The chemical compositions of the essential oil as well as the in vitro antimicrobial activities were investigated. The GC-MS analysis of the essential oil revealed 42 compounds. Linallol L, Citronellol, Geraniol, 6-Octen-1-ol, 3,7-dimethyl, formate and Selinene were identified as the major components. The tested oil and organic extracts exhibited a promising antimicrobial effect against a panel of microorganisms with diameter inhibition zones ranging from 12 to 34 mm and MICs values from 0.039 to10 mg/ml. The investigation of the phenolic content showed that EtOAc, MeOH and water extracts had the highest phenolic contents.
Overall, results presented here suggest that the essential oil and organic extracts of P. graveolens possesses antimicrobial and properties, and is therefore a potential source of active ingredients for food and pharmaceutical industry.
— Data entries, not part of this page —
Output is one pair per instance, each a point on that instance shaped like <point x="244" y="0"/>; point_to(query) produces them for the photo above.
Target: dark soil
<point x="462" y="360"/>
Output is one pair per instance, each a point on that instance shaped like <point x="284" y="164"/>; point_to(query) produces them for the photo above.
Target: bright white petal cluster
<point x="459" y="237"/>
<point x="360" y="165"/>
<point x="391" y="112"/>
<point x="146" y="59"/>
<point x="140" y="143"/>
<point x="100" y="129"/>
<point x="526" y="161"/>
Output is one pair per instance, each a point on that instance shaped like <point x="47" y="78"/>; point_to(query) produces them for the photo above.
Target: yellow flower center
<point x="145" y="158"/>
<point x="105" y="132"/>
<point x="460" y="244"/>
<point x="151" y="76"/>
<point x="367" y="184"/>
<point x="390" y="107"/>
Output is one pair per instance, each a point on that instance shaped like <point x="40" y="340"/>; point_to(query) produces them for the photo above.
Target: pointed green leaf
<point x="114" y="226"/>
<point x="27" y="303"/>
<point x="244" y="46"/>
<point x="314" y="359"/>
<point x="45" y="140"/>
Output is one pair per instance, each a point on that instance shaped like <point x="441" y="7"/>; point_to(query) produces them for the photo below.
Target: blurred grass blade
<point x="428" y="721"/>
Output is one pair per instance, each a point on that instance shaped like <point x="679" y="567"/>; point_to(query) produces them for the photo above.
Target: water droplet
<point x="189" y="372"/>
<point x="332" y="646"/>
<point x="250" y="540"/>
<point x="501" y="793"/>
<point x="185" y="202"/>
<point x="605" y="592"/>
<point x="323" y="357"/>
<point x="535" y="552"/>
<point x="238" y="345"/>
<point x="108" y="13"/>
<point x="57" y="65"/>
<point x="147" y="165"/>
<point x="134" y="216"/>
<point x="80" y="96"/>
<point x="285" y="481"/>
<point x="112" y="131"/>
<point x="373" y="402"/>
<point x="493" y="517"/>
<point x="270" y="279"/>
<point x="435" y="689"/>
In recent years, there has been considerable interest in the search for antioxidants and antimicrobial compounds from natural sources to control human and plant diseases. Natural antioxidants inhibit the oxidative damage of food products and may prevent inflammatory conditions, ageing and neurodegenerative disease. The market constantly addresses its attention to secondary metabolites produced by plants to check their properties and to evaluate their possible use in the industry. Also, scientific interest in these metabolites is increasing today with the search of new antimicrobial agents due to the increasing development of the resistance pattern of microorganisms to most currently used antimicrobial drugs. A number of natural products such as phenolics, flavonoids, coumarins, curcuminoids or terpenes have been characterised as metabolites which allow easy transport across cell membranes to induce different biological activities, including antioxidant, anti-inflammatory and anticholinesterase effects.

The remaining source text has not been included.